Note that Steps 1 and 3 don’t actually require any AI models but Johno cleverly used ChatGPT to give him the code for these steps.

So why are we telling you all of this? Well, we want to encourage everyone to experiment with all of these burgeoning tools, both for productivity and for pleasure!

How to get started building your own GenAI apps and workflows

The protocol we suggest is as follows:

  1. Identify a basic MVP of what you want to build (e.g. YouTube video summarization, generating images with captions, building workflow automation tools, generating email templates, or writing short stories accompanied by images);
  2. Break it down into atomic units;
  3. Decide on a tool for each atomic unit;
  4. Stitch them together!

We also strongly encourage you to speak with an AI assistant such as ChatGPT or Claude about any of these steps also, even merely to ideate about Step 1!

We now suggest a few ways to get started with this process, for those who don’t code, for those who, and for those who want to chat with an AI to get some inspiration :)

Note: Although currently we are stitching together a variety of tools and models, we are currently seeing the rise of more and more multimodal tools, which are systems or platforms that can process and integrate multiple types of data or input modalities, such as text, images, audio, and video. It’s eminently possible and perhaps likely that we’ll be using such tools for many steps of this process in the future (as opposed to stitching many tools together), but the mindset will remain the same.

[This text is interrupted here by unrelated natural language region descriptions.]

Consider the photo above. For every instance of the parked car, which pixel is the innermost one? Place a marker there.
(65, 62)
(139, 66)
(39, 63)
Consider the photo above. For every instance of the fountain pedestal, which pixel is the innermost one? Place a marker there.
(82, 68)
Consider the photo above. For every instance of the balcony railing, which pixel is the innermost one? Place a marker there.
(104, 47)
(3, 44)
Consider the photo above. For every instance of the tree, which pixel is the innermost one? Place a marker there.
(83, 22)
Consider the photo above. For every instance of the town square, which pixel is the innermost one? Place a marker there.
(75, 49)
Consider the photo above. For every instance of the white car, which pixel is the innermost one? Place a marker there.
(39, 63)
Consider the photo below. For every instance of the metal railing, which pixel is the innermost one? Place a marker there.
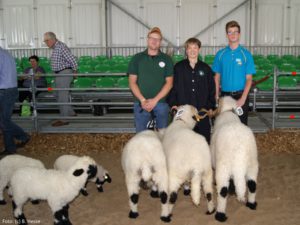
(126, 51)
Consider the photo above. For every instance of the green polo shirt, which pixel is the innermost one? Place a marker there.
(151, 72)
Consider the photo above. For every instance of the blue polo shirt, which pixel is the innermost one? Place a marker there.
(233, 66)
(8, 71)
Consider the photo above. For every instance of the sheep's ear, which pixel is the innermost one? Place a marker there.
(78, 172)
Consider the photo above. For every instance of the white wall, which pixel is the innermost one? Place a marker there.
(82, 23)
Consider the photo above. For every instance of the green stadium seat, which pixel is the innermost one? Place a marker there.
(102, 68)
(83, 82)
(288, 57)
(286, 67)
(123, 82)
(267, 85)
(105, 82)
(287, 82)
(85, 69)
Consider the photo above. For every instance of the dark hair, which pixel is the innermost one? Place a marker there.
(232, 23)
(192, 41)
(34, 57)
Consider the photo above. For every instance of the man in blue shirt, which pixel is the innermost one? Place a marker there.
(8, 97)
(233, 67)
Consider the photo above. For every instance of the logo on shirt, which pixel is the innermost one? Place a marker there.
(238, 61)
(201, 73)
(161, 64)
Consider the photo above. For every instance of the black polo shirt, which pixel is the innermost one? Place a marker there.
(193, 86)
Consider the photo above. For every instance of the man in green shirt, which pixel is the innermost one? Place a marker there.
(150, 80)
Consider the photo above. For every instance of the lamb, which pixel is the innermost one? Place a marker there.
(64, 162)
(234, 156)
(11, 163)
(188, 157)
(143, 160)
(59, 188)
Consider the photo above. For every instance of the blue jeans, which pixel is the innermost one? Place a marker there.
(142, 117)
(9, 129)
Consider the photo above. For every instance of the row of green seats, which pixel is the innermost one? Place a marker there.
(101, 82)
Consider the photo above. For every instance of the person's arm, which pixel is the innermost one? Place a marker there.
(151, 103)
(136, 90)
(66, 52)
(247, 88)
(217, 83)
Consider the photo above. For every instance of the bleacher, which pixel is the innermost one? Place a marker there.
(103, 81)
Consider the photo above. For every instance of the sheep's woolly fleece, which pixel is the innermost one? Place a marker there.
(281, 140)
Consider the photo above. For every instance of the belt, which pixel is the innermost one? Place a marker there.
(68, 68)
(231, 93)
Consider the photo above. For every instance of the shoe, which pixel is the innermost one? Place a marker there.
(23, 143)
(59, 123)
(5, 153)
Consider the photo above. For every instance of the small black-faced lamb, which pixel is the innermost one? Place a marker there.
(59, 188)
(188, 157)
(11, 163)
(143, 159)
(234, 156)
(64, 162)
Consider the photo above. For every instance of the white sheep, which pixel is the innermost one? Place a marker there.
(11, 163)
(234, 156)
(64, 162)
(188, 157)
(143, 160)
(59, 188)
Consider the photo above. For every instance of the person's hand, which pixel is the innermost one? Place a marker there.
(150, 104)
(143, 104)
(240, 102)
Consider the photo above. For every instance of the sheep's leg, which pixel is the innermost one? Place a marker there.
(99, 185)
(61, 216)
(208, 190)
(18, 213)
(186, 189)
(240, 184)
(160, 178)
(3, 184)
(196, 188)
(132, 183)
(222, 180)
(174, 184)
(83, 190)
(251, 183)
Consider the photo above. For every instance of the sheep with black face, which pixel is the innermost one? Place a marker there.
(64, 162)
(59, 188)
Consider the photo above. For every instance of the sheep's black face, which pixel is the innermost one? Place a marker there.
(92, 171)
(107, 178)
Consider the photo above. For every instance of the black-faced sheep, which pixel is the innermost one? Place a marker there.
(143, 159)
(234, 156)
(10, 164)
(188, 157)
(59, 188)
(64, 162)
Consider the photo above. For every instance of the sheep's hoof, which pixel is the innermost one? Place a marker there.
(35, 202)
(209, 213)
(133, 215)
(186, 192)
(251, 205)
(21, 219)
(221, 217)
(154, 194)
(100, 189)
(84, 192)
(166, 219)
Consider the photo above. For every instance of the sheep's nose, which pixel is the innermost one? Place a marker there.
(107, 178)
(92, 171)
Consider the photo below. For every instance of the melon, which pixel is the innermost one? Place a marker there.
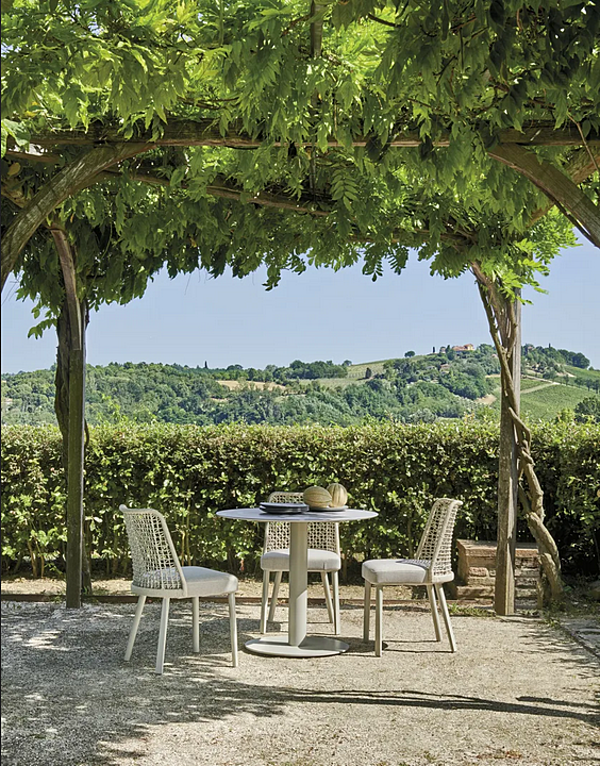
(339, 495)
(317, 497)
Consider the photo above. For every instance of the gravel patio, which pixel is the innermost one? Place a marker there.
(517, 691)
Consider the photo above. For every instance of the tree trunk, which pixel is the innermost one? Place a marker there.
(503, 323)
(508, 481)
(556, 185)
(70, 378)
(82, 172)
(62, 408)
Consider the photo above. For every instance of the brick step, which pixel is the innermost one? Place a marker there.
(468, 592)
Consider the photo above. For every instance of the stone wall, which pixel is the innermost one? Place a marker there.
(477, 570)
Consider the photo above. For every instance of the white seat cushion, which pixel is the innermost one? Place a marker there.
(395, 571)
(318, 561)
(208, 582)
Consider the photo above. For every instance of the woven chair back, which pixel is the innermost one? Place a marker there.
(155, 562)
(436, 542)
(321, 536)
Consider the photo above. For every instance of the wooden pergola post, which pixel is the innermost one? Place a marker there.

Explore what’s possible without code on Replicate

Go to Replicate’s explore page and, well, explore! Hugo is just looking now and it’s all so much fun:

You have a sticker maker, high-quality image generator, a way to play with Google’s Gemma model, a Mixtral assistant, a fast Whisper model, and an image-to-image model which, once you click through, shows you how to turn this image

Into this!

Explore what’s possible with code

Do the same but explore HuggingFace models and HuggingFace spaces. Something you can do here is look at the code for existing spaces for inspiration - in many cases you can copy-paste (or git clone the whole space) to get a working starting point. Many of them also have Gradio demos you can play around with immediately!

Chat with ChatGPT or Claude about what’s possible

Seriously. You saw above how Johno chatted with ChatGPT to achieve a basic task. Have a chat with an LLM about how to do things you’d like to. If you can’t think of anything, ask it to help you think of something! You can even ask it to ask you about your interests and to help you think about what you could build.

Hugo actually just played around with ChatGPT to do something along these lines and ended up writing a story and generating an image to accompany it with ChatGPT. You can check out the conversation here, if you’d like, and the resulting notebook here :)

There are a few things to note about the conversation Hugo had with ChatGPT here:

  • Hugo made some slight prompting errors by not being specific enough such as writing “yes lets go through it step by step please” instead of “let’s start with step 1 now”;
  • Several models ChatGPT suggested didn’t end up working! Hugo had to probe ChatGPT in order to get the correct code: this is common! Just like conversations with people, it’s not uncommon to have to ask several times (to have a conversation) to get the information you’re really looking for;
  • Hugo likes writing code in Jupyter notebooks so suggested to ChatGPT that they use notebooks and Python code: feel free to suggest what makes you most comfortable (but also try to push yourself!).

To the final point, a large part of the podcast conversation is about how people who don’t write code can leverage GenAI models these days. Having said that, we encourage people who don’t code to learn a little, if the feel like it, and LLMs make it easier than ever to do so.

Jensen Huang, CEO of Nvidia, “argues that we should stop saying kids should learn to code. He argues the rise of AI means we can replace programming languages with human language prompts thus enabling everyone to be a programmer.”

We don’t necessarily agree with this characterization. Not everybody needs to be a software engineer but learning a bit of coding pays serious dividends and likely will in the future, even just to stitch atomic GenAI units together.